Tripping Along Memory Lane

Jun 03, 2008 09:18

I went to the grocery store yesterday, and as I was walking along I smelled Louisiana. Specifically, the area near the apartment complex we lived in when we first moved there, while we were waiting for base housing to become available. It was like a time machine, dragging me back to the four-year-old me.

The apartment complex was called Willow Creek, but my mother called it Willow Cricket because of all the bugs. We'd just moved back from Germany, and I don't know whether they don't have the same kinds of bugs or if it was just the proximity of The Swamp, but Willow Cricket was an entirely new experience for me. I'm pretty sure that The Fear was born there. Because bugs? I have The Fear.

I don't remember much of the actual apartment. I do remember The Swamp across the street. I was not allowed anywhere near The Swamp. The Swamp was a place of alligators, bugs, and death to small children, and I was fascinated by it. The light was different there, soft and green and strangely glowy in a dark way. And it had a very distinctive smell that I don't often encounter. Wet vegetation, or course, but more than that. Something I can't describe or pin down. I just knew that The Swamp must be featured in a fairy tale that I hadn't yet read, a place where children were lured by swamp monsters to become prisoners of a wicked witch, but I still wanted very much to explore. I would have been the child who went into the basement in the horror film. I'm sure if I'd ever actually worked up the nerve to go into The Swamp, I'd have taken one step in, seen a bug, and run, screaming for my mother.

Not that Mom would have rushed to save me, I'm sure, even though she was well equipped to do battle. My father worked nights for a while, and he'd come home every morning to find the floor looking shiny and freshly waxed. Bug spray has that effect, apparently. Mom had an industrial-strength, economy-sized can of bug spray that had a straw that stuck into the sprayer, like the cans of air we use to clean out keyboards. The straw shot the spray incredible distances across the room. Every night we'd have an invasion of crickets, and sometimes a roach, and Mom would stand in the doorway to the kitchen with her eyes closed, spraying in what she thought was the general direction of the offending bug. Dad rigged a flyswatter for her with a curtain rod attached to the handle, so after the spraying she'd whack everything she could reach with the Swatter o' Death. If I remember properly, she'd leave the carcasses for my dad to deal with in the morning.

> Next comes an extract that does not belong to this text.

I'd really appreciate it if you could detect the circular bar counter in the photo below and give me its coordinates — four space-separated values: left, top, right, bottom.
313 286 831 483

My strongest memory of Willow Cricket is of the preparations for moving out when base housing came available. I remember Mom buying a dish drainer set that came with a sponge on a stick. Mom didn't use that, so she gave it to me and I played with it in the bath. I walked into the bathroom one day when Mom was cleaning for the inspection, and there was my mother, about a million months pregnant with dawnshine, cleaning the toilet. With my sponge. I will never forget the absolute horror I felt. "I wash my face with that!" I am amazed my mother didn't wet herself, laughing at me. She still laughs until she cries when we talk about it. She also still promises me that she'd never used it before, and that she'd planned to throw it away right after. It was just for the inspection. I can't help cringing, even now, when I think about it.